Author/Origin: ICBL icblSPAMFLTER@SPATMFLTERicbl.org

(Monday 23 February 2004 Bujumbura, Burundi) A l'ouverture d'une table ronde sur les mines dans la région de l'Afrique Centrale, la Campagne Internationale pour l'Interdiction des Mines ( ICBL) exhorte le Burundi à mettre rapidement en application les principles clauses des accords de cessez-le-feu au Burundi, qui prohibent la pose des mines, exigent la délimitation et la cartographie des champs de mines, et à initier le déminage humanitaire dans tout le pays.

" Nous nous réjouissons beaucoup du fait que la paix se consolide au Burundi, mais la mine antipersonnel ne reconnaît ni cessez le feu, ni accord de paix. Cette question devrait être abordée sans delai ", a dit madame Susan Walker, porte parole de la Campagne Internationale de l'Interdiction des Mines (ICBL), ajoutant : " Nous demandons instamment au Burundi de s'attaquer sans tarder aux conséquences humanitaires du récent usage des mines antipersonnel en localisant et en détruisant ces armes ignobles ".

Le Burundi a ratifié le 22 octobre 2003 la Convention sur l'interdiction de mines de 1997. En somme, 150 pays ont adhéré à cette convention, et parmi lesquels tous les pays d'Afrique sub-saharienne sauf la Somalie. Le 2 Décembre 2002, le gouvernement de transition du Burundi et le Conseil National pour la Défense de la Démocratie ( CNDD-FDD) ont signé un accord de cessez le feu qui stipule la prohibition de la pose des mines et la nécesité des activités d'action contre les mines.
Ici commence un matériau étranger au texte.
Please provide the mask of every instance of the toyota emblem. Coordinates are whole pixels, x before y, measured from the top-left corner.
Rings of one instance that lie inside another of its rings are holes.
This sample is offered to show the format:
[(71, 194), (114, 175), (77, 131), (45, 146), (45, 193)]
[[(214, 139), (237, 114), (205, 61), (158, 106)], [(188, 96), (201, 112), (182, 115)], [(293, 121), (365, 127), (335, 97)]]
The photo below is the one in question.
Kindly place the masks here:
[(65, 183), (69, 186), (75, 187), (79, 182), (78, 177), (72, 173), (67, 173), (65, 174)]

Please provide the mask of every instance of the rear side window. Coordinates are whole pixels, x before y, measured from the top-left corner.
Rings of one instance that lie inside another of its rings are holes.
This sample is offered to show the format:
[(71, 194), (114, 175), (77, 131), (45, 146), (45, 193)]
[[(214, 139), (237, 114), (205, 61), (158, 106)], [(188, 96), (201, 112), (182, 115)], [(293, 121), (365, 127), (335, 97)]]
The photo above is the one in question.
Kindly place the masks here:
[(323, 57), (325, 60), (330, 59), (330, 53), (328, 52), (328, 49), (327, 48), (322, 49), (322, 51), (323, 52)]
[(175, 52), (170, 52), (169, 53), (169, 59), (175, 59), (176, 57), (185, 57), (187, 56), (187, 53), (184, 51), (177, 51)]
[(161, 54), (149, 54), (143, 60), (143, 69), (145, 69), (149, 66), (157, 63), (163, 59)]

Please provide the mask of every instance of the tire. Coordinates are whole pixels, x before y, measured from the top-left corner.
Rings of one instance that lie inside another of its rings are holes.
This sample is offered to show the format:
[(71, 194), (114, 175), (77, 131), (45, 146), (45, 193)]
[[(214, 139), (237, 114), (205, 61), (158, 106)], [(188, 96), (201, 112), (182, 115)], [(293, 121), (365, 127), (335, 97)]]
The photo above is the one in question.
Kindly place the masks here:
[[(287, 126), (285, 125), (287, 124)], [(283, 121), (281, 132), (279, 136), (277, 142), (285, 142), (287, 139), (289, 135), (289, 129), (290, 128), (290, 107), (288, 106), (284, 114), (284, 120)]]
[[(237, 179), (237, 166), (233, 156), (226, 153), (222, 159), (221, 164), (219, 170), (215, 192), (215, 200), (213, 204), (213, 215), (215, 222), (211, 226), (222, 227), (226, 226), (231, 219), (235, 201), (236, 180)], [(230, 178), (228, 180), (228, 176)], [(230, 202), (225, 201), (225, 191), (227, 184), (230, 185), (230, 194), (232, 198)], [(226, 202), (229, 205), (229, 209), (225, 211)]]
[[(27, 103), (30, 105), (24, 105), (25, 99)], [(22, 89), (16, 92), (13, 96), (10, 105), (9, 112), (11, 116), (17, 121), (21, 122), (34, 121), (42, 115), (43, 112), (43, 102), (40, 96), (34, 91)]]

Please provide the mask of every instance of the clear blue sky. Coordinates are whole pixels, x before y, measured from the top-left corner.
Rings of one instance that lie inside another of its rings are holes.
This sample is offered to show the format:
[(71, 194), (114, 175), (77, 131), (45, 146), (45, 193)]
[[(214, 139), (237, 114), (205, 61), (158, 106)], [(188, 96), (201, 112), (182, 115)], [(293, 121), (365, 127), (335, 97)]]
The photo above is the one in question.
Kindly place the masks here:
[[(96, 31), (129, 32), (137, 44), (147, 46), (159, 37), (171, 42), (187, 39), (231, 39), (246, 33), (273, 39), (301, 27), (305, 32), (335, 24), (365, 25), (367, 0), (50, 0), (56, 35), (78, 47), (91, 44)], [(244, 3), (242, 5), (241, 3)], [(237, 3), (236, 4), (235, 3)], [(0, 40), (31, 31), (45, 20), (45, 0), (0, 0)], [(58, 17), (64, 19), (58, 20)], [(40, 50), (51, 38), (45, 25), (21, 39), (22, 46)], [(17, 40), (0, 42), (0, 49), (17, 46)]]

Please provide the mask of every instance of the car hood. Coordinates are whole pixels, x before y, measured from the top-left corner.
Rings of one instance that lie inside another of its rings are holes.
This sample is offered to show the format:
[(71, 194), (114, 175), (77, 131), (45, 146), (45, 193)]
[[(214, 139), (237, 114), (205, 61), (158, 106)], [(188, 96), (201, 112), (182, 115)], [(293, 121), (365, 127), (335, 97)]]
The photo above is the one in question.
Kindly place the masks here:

" Nous exhortons le Burundi à faire face aux exigences d'un nombre croissant des survivants des accidents par mines, en vue de leur assistance en long terme", a dit Charles NDAYIZIGA du Centre d'Alerte et de Prévention des Conflits ( CENAP ) basé à Bujumbura, également représentant national de l'ICBL.

En 2002, on rapporte au Burundi au moins 114 cas d' accidents par mines ou munitions non explosées. Le Burundi est affecté par les mines suite à son conflit interne. Selon l'observatoire des mines (ICBL), pas plus tard qu'en 2002, il y avait de crédibles allégations d'usage de mines antipersonnel par les forces gouvernementales et l'opposition. Le gouvernement rejette catégoriquement ces accusations. Il affirme avoir en sa possession un stock de 1200 mines antipersonnel qu'il entend garder à des fins de formation en déminage, comme c'est autorisé dans l'article de la Convention d'interdiction des mines antipersonnel.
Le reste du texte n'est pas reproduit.